Já quando ocorre o erro tipo 2, o estudo diz “olha, NÃO existe diferença entre os grupos”, quando, na realidade, essa diferença existe. Temos, portanto, um falso negativo.

 

Erro tipo I, Alfa / Nível de Significância Estatística 

 

Alfa, também conhecido como nível de significância estatística, é o nome que damos à probabilidade de ocorrer o erro tipo 1 em um estudo. Ou seja, é a probabilidade do estudo erroneamente rejeitar a hipótese nula (ao afirmar que há uma diferença entre os grupos) quando, na realidade, a hipótese nula é verdadeira (não há diferença real). 

 

No caso do nosso exemplo, o erro do tipo 1 nos levaria a acreditar erroneamente que o medicamento X é eficaz na redução da pressão arterial em indivíduos com hipertensão, quando, na verdade, ele não possui eficácia real.

 

O nível de significância estatística diz o quão rigoroso serei ao considerar evidências para rejeitar a hipótese nula.

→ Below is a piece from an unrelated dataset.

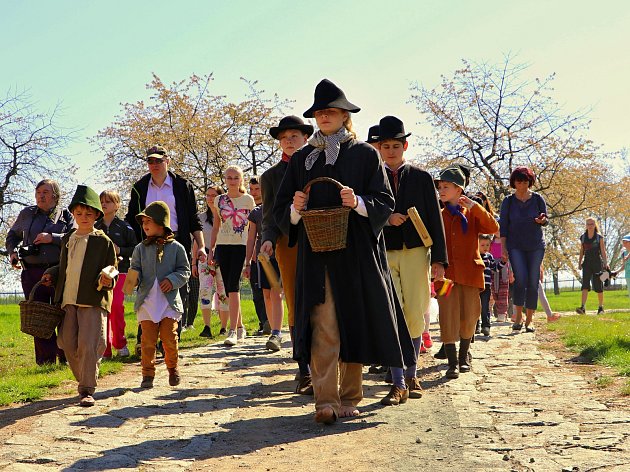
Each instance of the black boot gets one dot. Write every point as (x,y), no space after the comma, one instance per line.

Um alfa de 0,05 implica que você está disposto a aceitar uma probabilidade de 5% de cometer um erro do Tipo 1.

 

Quanto mais baixa for a probabilidade de um erro tipo 1, mais rigoroso e criterioso se torna o estudo em afirmar que há uma diferença. Em outras palavras, o estudo só aponta uma diferença quando houver uma alta probabilidade dessa diferença ser real.

 

Erro tipo II, Beta e Poder Estatístico 

 

Beta é o nome que damos à probabilidade de ocorrer o erro tipo 2 em um estudo. Em outras palavras, é a probabilidade de o estudo não conseguir detectar uma diferença real entre os grupos quando, na realidade, essa diferença existe. Através do valor (1-Beta), obtemos o poder estatístico do estudo. Podemos analisar da seguinte forma: quanto menor o valor de beta (probabilidade de ocorrer o erro tipo 2), maior o poder estatístico do estudo. 

 

No caso do nosso exemplo, o erro do tipo 2 nos levaria a erroneamente concluir que o medicamento X não é eficaz na redução da pressão arterial em indivíduos com hipertensão, quando, na verdade, ele é eficaz.

 

O poder estatístico vai justamente representar a capacidade do estudo de detectar uma diferença real, caso ela exista. Imagine que os estudos com alto poder estatístico são como olhos de águia que podem detectar a presa (a diferença entre os grupos) mesmo quando ela é pequena. 

 

Logo, quando tenho um estudo com alto poder estatístico, consigo identificar até mesmo pequenas diferenças entre os grupos. Isso resulta na diminuição da probabilidade de cometer o erro do tipo 2, já que ele ocorre quando erroneamente concluímos que não há diferença quando, na realidade, ela existe.

 

Uma forma de aumentar o poder estatístico de um estudo é aumentando minha amostra, o que nem sempre é possível de ser feito, uma vez que exige maior investimento de dinheiro, tempo (para coletar os dados) e uma maior complexidade estatística, por exemplo.

 

Fim da jornada 

Espero que os termos bioestatísticos tenham passado a fazer um maior sentido após esse texto. Caso tenha ficado qualquer dúvida, só deixar um comentário que responderemos.

 

Referências:

FREGNI, Felipe; ILLIGENS, Ben M. W. Critical Thinking in Clinical Research: Applied Theory and Practice Using Case Studies. Oxford University Press, 2018. p. 1-669.

HULLEY, Stephen B; CUMMINGS, Steven R; BROWNER, Warren S; GRADY, Deborah G; NEWMAN, Thomas B. Delineando a Pesquisa Clínica. 4 ed. Porto Alegre: Artmed, 2015.

Fletcher, Robert H, and Suzanne W Fletcher. Epidemiologia Clínica : Elementos Essenciais. Porto Alegre, Artmed, 2006.